Hi @Ercin_Demir , actually I had the same error on appdb as well:

auth error: sasl conversation error: unable to authenticate using mechanism "SCRAM-SHA-256": (AuthenticationFailed) Authentication failed.

For me, the error was caused by recreating Ops Manager after deletion (just delete Ops Manager while keep the appdb disks).

I think the root cause is that the Ops Manager credentials are inconsistent with the data on appdb disks: when recreating the Ops Manager, some credentials were regenerated in the kubernetes secrets while the appdb data on the disk is not changed at the same time. Unfortunately, I compared the credentials but couldn’t pinpoint which entries are inconsistent. Moreover, modify the internal appdb data online is non-trivial and dangerous, which may lead to service down.

Since the appdb still works fine, I chose to ignore the issue .

Because the Ops Manager is a blackbox, another clean solution would be migrating the old cluster from the old Ops Manager to a new one (with brand new appdb).

Ercin_Demir · February 7, 2022, 3:12am

Thank you very much @finisky for taking the time to reply back. Looks like we made the same mistake. I also deleted OpsManager while keeping the appdb disks. But this issue also made me realize that I am not setting any credentials for app db pods. So perhaps, I can try setting up one.

I could try migrating it as well, but I am using AWS EFS. I need to look into this a bit.

finisky · February 7, 2022, 4:29am

I guess the trick lies in the Kubernetes secrets: ops-manager-db-config (cluster-config.json: scramSha256Creds), and ops-manager-db-om-user-scram-credentials (server-key, salt etc.). However, currently I don’t understand how they interact with each other.

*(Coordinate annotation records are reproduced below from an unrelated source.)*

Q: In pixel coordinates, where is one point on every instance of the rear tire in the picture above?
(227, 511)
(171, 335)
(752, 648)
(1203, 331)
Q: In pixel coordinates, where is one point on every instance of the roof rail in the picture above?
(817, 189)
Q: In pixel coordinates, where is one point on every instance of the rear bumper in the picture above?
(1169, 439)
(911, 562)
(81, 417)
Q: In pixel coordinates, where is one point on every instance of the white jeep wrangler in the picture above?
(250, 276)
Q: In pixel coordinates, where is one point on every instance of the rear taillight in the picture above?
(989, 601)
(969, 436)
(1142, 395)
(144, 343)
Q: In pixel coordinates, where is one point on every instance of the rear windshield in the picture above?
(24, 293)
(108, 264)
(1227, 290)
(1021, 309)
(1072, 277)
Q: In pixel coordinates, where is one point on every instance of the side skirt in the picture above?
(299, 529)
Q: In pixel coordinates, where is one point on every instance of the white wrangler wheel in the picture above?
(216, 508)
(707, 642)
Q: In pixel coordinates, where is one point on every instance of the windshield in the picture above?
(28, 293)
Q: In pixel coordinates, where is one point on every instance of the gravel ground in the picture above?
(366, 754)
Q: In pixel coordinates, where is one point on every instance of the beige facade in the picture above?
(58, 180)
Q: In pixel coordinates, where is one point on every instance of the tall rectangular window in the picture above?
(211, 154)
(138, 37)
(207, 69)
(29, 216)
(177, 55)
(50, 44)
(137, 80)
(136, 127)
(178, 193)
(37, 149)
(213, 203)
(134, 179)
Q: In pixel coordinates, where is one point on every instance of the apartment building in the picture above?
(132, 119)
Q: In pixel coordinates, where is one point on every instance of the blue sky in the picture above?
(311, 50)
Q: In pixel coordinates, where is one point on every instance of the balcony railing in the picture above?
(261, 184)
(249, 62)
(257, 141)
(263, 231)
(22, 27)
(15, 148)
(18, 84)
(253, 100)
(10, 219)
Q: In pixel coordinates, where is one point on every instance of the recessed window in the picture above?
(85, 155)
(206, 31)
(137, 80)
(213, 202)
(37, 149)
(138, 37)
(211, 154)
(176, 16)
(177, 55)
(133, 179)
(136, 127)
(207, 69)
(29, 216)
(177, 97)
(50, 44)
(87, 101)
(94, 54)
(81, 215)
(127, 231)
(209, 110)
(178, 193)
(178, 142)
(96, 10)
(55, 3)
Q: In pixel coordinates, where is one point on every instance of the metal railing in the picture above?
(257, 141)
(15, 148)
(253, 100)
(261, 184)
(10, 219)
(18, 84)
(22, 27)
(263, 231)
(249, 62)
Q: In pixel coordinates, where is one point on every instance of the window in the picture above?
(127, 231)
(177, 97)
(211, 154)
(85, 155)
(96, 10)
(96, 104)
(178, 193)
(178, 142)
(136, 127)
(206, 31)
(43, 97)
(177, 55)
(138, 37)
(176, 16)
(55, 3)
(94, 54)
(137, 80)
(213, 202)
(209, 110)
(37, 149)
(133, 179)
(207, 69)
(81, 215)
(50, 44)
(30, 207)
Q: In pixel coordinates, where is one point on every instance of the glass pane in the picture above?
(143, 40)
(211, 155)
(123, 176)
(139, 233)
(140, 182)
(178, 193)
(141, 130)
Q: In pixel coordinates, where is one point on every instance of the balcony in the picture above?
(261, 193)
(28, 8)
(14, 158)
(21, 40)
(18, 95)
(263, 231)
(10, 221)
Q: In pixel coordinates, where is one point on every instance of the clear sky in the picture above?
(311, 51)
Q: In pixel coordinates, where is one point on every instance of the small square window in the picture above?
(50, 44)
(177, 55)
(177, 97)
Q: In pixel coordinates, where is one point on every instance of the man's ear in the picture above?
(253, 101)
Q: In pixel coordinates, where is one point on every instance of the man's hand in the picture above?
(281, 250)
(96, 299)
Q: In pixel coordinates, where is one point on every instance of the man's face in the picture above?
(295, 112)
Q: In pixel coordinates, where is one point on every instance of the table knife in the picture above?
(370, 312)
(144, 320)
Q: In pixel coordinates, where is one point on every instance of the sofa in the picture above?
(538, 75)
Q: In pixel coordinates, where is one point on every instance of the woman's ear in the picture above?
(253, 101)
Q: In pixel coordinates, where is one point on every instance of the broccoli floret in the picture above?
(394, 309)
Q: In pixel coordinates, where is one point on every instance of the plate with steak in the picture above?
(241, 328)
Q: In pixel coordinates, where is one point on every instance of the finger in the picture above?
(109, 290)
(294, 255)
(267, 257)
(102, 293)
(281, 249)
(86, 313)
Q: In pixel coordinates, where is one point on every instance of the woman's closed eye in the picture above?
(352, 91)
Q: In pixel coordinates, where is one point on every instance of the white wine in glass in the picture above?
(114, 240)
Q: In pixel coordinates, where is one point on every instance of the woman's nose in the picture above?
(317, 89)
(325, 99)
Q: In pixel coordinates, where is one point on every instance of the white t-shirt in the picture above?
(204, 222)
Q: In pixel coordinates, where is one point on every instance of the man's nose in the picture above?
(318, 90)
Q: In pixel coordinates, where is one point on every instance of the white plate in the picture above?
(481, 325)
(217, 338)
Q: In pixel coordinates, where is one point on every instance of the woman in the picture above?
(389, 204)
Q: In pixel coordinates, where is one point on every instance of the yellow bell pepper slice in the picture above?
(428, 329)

Here is an example to setup appdb scram password:

github.com

mongodb/mongodb-enterprise-kubernetes/blob/master/samples/ops-manager/ops-manager-scram.yaml

---
apiVersion: mongodb.com/v1
kind: MongoDBOpsManager
metadata:
  name: ops-manager-scram
spec:
  replicas: 1
  version: 5.0.5
  adminCredentials: ops-manager-admin-secret

  # the application database backing Ops Manager. Replica Set is the only supported type
  # Application database has the SCRAM-SHA authentication mode always enabled
  applicationDatabase:
    version: "4.4.11-ent"
    members: 3
    podSpec:
      cpu: '0.25'
    # optional. Specifies the secret which contains the password used to connect to the database
    # If not specified - the Operator will generate a random password
    passwordSecretKeyRef:

This file has been truncated. show original

Good luck!

Ercin_Demir · March 14, 2022, 6:09pm

Just commenting here if anyone comes back here and experiences the same issue.

In my case, I redeployed OpsManager and noticed when I enable backup in OpsManager, ops-manager-db deployment gets down on OM UI even though it seems up and running in the cluster. I don’t see any problem other than that. So I’m leaving it like this. Will update here if I find any solutions.

FYI @finisky